Основные приглашённые — конечно же, дети. Подруги дочери, друзья сына. Общее количество — семь человек. Друзей много не бывает. Имеется в виду — настоящих друзей.
Полковник вытащил из сумки несколько брикетов мороженого, шоколадки, раздал детям. Визг, вопли, все начинают есть и пить всё сразу, дочка виснет на папе, покрывает его поцелуями, и сразу же возвращается к еде и большим бутылкам разноцветных напитков.
Побыв немного с детьми и оставив с ними жену, красивую стройную женщину с мягким, но властным характером, мужчины прошли в комнату полковника. Точнее — в спальню, временно превращённую в гостиную. Вся квартира полковника состояла из трёх комнат в кирпичном доме.
Сели за накрытый столик, разлили по первой рюмке.
— Вот так и живут полковники в России, — пошутил Мороз, глядя, как Фридрих оглядывает его небогатые апартаменты.
— Именно поэтому вы и — крутите? — не выдержал немец.
— Совершенно верно, — усмехнулся хозяин дома. — Не помню уже, кто сказал, но сказал совершенно верно. А именно: нет ничего дороже дешёвой медицины и дешёвой юстиции.
— Всем хочется украсть, — вспомнил Фридрих слова Виталия.

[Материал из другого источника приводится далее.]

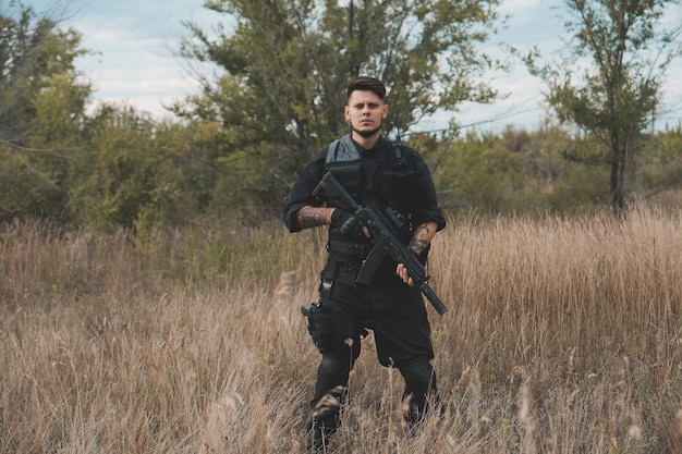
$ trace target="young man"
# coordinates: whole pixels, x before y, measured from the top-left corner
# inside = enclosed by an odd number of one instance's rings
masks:
[[[290,232],[329,225],[329,259],[321,272],[320,307],[325,330],[310,334],[321,353],[312,401],[308,450],[322,452],[339,426],[349,373],[361,353],[361,336],[374,331],[379,363],[400,370],[410,398],[409,421],[417,421],[437,402],[430,360],[430,326],[419,290],[402,265],[389,257],[369,285],[355,282],[370,250],[368,232],[353,212],[313,194],[326,172],[363,206],[387,208],[405,220],[394,234],[426,260],[430,242],[446,225],[430,172],[416,150],[381,136],[389,107],[385,85],[368,76],[348,87],[345,119],[351,133],[318,151],[299,173],[283,211]]]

— Совершенно верно, — подтвердил полковник. — Если во главу угла поставить деньги, то основное движение мысли общества — это движение к деньгам. Хорошо вам там, на Западе. У вас давно уже всё превратилось в отлаженный механизм. Вон, в Японии, даже мафия чуть ли не на службе государства. А у нас механизма никогда не было. И не будет. У нас — стихия. Её можно загнать в какие-то рамки. Но стихия — это стихия. Как она поведёт себя в следующий момент, — никто не скажет. Ураган пронесётся, землетрясение тряхнёт, ещё там что-нибудь. И якобы приручённая стихия развернётся так, что мало не покажется. То же и с деньгами. Стихии указали выход. Она и рухнула по проложенному пути. И сминает всё, что не движется вместе с ней. Это как попасть в водоворот. Никогда не тонули на реке? Не приходилось? Ну, так вот, на всякий случай. Никогда не пытайтесь выгрести против водоворота. Воздуху побольше, на глубину, и там, у самого дна, — резко вбок. Только так и никак иначе. Любое иначе — гибель.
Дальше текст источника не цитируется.